Nearly 72% of the firms surveyed operate out of rented or leased premises. They opted for deferred payment, and negotiated a reduced rent or both.
Over 87% of these firms reported delays in rent payment, while 77% of IT/ITeS firms could successfully renegotiate both deferred rent payment and rent reduction.
While rent reduction may help many businesses to survive through the bad times, those whose source of income is house rent, may suffer due to rent reduction, says the ERG survey, titled "Renegotiations at firm levels: comprehending effects of Covid-19."
It recommends that government and non-government initiatives be organised to facilitate arbitration between tenants and property owners to protect both of them from Covid-19 shocks.
How the world is coping with the rent issue
Since most houses for rent in the US are mortgaged, the federal government, states, municipalities and private lenders have programmes for homeowners that prevent foreclosure and eviction. The Canadian government offers rental relief scheme to compensate landlords so they do not evict tenants.

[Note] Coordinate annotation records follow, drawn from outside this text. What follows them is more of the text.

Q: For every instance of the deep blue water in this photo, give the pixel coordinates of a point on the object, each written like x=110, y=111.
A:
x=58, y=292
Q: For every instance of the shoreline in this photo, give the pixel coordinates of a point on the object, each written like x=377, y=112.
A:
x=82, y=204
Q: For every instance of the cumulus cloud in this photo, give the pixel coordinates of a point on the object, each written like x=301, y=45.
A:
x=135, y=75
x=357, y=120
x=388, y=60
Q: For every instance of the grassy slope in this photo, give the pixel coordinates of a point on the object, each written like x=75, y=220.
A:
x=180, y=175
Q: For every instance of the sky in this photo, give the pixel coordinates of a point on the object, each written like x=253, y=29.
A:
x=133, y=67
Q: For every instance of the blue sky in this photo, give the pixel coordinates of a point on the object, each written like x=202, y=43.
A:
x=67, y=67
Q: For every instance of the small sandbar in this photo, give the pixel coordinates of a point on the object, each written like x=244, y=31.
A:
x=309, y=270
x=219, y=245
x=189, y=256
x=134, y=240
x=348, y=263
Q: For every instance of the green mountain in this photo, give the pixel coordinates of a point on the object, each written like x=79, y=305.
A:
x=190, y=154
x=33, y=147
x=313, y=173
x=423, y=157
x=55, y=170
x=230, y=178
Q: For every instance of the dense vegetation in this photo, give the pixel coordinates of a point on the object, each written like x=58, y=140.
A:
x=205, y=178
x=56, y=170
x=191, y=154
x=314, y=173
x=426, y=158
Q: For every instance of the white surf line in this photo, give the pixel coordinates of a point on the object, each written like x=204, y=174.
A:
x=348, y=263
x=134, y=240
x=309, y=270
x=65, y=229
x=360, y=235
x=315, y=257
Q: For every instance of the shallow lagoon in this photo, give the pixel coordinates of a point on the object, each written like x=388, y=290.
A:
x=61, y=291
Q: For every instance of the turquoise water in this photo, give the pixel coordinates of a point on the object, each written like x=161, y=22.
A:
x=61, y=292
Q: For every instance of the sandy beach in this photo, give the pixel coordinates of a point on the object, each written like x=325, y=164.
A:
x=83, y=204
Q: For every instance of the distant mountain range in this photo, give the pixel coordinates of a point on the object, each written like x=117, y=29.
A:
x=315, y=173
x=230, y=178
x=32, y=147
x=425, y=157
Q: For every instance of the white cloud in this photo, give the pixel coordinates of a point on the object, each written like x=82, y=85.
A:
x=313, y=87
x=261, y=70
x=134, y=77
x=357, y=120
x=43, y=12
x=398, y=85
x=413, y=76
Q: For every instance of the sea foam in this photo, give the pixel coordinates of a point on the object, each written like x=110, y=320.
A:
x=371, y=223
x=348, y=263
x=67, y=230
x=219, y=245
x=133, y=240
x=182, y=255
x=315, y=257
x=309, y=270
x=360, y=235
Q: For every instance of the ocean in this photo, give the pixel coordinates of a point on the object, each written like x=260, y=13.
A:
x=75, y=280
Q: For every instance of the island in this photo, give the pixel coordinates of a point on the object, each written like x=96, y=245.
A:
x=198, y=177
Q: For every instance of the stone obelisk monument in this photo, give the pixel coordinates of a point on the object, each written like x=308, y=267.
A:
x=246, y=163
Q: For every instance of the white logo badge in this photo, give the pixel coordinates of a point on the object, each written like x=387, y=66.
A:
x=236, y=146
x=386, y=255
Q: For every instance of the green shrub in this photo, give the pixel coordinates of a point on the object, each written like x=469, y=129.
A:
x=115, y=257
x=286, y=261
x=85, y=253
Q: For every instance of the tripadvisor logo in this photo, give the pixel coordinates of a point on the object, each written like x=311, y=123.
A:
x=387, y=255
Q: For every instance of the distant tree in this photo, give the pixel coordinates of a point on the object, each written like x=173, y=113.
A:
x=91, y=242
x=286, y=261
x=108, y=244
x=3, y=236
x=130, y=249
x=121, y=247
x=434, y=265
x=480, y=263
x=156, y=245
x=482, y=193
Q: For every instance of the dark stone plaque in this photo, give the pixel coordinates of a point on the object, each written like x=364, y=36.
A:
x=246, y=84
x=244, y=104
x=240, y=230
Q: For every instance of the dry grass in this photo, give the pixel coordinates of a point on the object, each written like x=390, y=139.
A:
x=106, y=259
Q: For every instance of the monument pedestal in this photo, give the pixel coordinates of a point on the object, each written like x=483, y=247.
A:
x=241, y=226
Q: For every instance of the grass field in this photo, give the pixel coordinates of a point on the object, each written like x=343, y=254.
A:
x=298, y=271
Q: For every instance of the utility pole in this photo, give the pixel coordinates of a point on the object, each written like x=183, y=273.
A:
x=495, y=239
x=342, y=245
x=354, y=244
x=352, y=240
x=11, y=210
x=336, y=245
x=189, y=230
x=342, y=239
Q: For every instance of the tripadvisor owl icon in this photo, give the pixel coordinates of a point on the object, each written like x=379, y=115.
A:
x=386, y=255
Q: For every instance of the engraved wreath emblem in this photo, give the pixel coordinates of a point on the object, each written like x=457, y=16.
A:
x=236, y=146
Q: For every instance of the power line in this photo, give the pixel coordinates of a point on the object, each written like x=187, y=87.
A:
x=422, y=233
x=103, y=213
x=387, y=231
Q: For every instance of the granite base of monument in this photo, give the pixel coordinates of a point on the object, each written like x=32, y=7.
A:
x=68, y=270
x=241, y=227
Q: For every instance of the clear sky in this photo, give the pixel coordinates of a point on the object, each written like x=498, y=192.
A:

China offers rent reductions and exemptions to small, medium, and micro firms and individual industrial and commercial households that lease their properties for business.
Do businesses here expect anything from the government as rent relief?
Shop-owners' leader Helal Uddin, a former director of apex trade body FBCCI, does not expect anything from the government here like the perks the Canadian government offers to its businesses.
While he negotiates rent reduction or deferment for shop-owners, he also thinks about the losses of landlords, who support families and pay bank instalments from rental incomes.
"We want landlords to forego rents. But did the government reduce the price of fuel oil, electricity, gas, water? Will municipalities reduce taxes?" he asks, saying even a Tk10 waiver gives some comfort to businesses in these hard times.
He referred to allegations of "ghost" electricity bills when businesses were shut and no electricity was consumed.